C’è da chiedersi però cosa resti del fenomeno del collezionismo in una società dominata dalla dematerializzazione, dalla digitalizzazione, dal virtuale e dallo sharing. In fondo il telefono cellulare è la versione contemporanea della seicentesca Wunderkammer (Camera delle meraviglie) in cui stipare musica, letture, mappe, immagini e testi di qualsiasi genere. Un collezionismo che nulla ha a che vedere con l’esperienza sensoriale del possesso.

“Collezionare oggetti nasce come comportamento durante l’infanzia. Quando il bambino capisce che può trattenere alcune cose con sé, prova l’inebriante soddisfazione di controllare il mondo”, spiega Antonio Cerasa dell’Istituto di bioimmagini e fisiologia molecolare del Cnr. “Ricordate quanto fosse forte l’emozione, quando eravamo piccoli e tornavamo da scuola per chiuderci in camera e riprendere in mano la nostra “collezione”? Poter controllare gli oggetti chiusi nel loro spazio, al sicuro, per i bambini rappresenta una fase fondamentale e prepara, da adulti, a controllare gli eventi esterni e a ritrovare la ‘zona sicura’, come la definiscono gli psicologi clinici, in cui la persona ritrova serenità e pace, dove problemi, pensieri negativi ed ansie spariscono. Il collezionismo poi racchiude in sé la meravigliosa percezione della rimembranza, in cui il passato è associato a una data quanto a un oggetto”. Tipico caso, il souvenir turistico, al cui acquisto spesso viene dedicato più tempo che non alla visita del monumento originale e reale. Il giro di affari dei ricordini turistici ammonta in Italia a centinaia di milioni di euro l’anno, secondo un recente studio delle Camere di commercio: bigiotteria, articoli religiosi, chincaglierie moderne rimandano al pellegrino medievale con il suo sacchetto di reliquie o al viaggiatore del Grand Tour settecentesco con qualche veduta, capriccio o notturno sotto il braccio. Naturalmente, nella dimensione della società di massa e dei consumi.

C’è poi la raccolta di giocattoli – trenini, bambole, soldatini… – ma anche di conchiglie, fumetti e figurine che scatta dopo i 30 anni, con l’insorgere della nostalgia per l’infanzia. Delineare un identikit unico del collezionista è impossibile. Si pensi, ad esempio, al collezionismo paleontologico, forse il più estremo ed evocativo della memoria: un’occhiata alle piattaforme d’aste on line fa capire la portata del fenomeno. “Indefinibile anche il numero di persone che fa del collezionismo una pratica quotidiana. C’è chi parla di otto milioni in Italia, chi del doppio. Statistiche ufficiali non ne esistono, anche perché il fenomeno non coinvolge solo le persone che lo conducono continuativamente, ma quasi tutti noi in una specifica fase della vita”, continua Cerasa. “Collezionare, dal punto di vista cognitivo, significa manipolare, spostare, toccare, costruire una nuova combinazione o, più semplicemente, osservare. Un’attività, dunque, che coinvolge tutto il sistema dei sensi, sempre nel tentativo di imporre un ordine alle cose nello spazio”.
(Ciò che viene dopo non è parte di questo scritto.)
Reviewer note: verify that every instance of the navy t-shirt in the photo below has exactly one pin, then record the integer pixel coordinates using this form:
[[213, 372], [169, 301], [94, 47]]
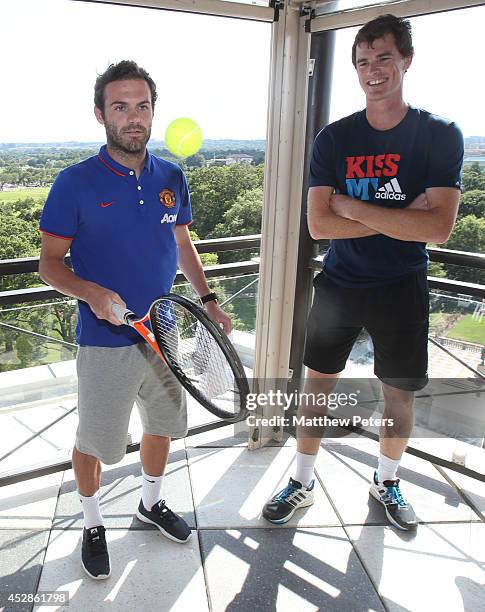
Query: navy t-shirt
[[388, 168]]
Il libro “Il magico potere del riordino” di Marie Kondo, dedicato a uno degli oggetti più collezionati al mondo, i vestiti, spiega come toccarli, maneggiarli, ordinarli per grandezza, forma e colore, produca calma e autostima. Chiaro quindi che il collezionismo spesso lambisce l’eccesso patologico. Si pensi alla maniacalità che spinge il ragioniere Ettore Ferro, tratteggiato da Andrea Camilleri, a collezionare “pezzetti di spago assolutamente inutilizzabili”; o al consigliere Pavel Ivanovic Cicikov che raccoglie le anime dei servi della gleba, narrato da Gogol. “In ambito psichiatrico il disturbo caratterizzato da un bisogno incontrollato di accumulare oggetti di cui non si ha nessun reale bisogno si chiama disposofobia”, conclude il ricercatore Cnr. “Le origini possono essere dovute a particolari eventi traumatici, che si manifestano con un forte stato di ansia placato dall’acquisizione di determinati oggetti. Nel collezionismo non compulsivo vige l’ordine, mentre nella patologia è il caos a farla da padrona”.